Principal investigator (ÚFAL): 
Project Manager (ÚFAL): 
Provider: 
Grant id: 
128122
Duration: 
2022-2024

The proposed project deals with compound words in Czech, Russian, German and English, aiming at constructing a deep learning model that will a) identify compounds from non-compounds and b) generate their base words without relying on dictionary data. Task a) will be referred to as compound identification, while task b) will be referred to as compound splitting. Being given a compound word such as ‘rybolov’ ("fishery") or ‘flowerpot’ the model will determine whether or not this word is a compound word and if so, find the parent words for that compound, in this case 'rybolov' -> ['ryba', 'lov'] and 'flowerpot' -> ['flower', 'pot']. The project’s priority will be to handle compounding like this for several languages at the same time, because: 1) compounding presumably shares patterns across these languages; 2) covering a number of languages with a single model is both computationally and practically convenient; 3) the model will be able to deal with the appearance of loanwords in its input data.

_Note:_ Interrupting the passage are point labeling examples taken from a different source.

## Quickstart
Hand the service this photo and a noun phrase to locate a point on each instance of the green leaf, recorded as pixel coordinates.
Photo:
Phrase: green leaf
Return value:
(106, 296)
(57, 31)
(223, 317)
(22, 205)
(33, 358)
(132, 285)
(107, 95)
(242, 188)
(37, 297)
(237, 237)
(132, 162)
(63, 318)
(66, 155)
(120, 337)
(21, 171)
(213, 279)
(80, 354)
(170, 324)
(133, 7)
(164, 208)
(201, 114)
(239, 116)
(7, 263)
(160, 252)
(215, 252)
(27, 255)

Because the four languages are formed from one pair of Slavic languages and one pair of German languages, all four being Indo-European, it will be interesting to see how training the model on data from all four languages improves its overall performance. We believe that this will be the case, because in all four languages, the overall patterning of bound and free morphemes into compound lexical units is similar. Furthermore, the model will be adapted into a Python package and distributed, which will transform it into a potentially useful natural language processing tool. It will then be possible to use it alongside tokenizers and lemmatizers to help automatically process and analyze ad-hoc coined compounds, which would otherwise be out-of-vocabulary.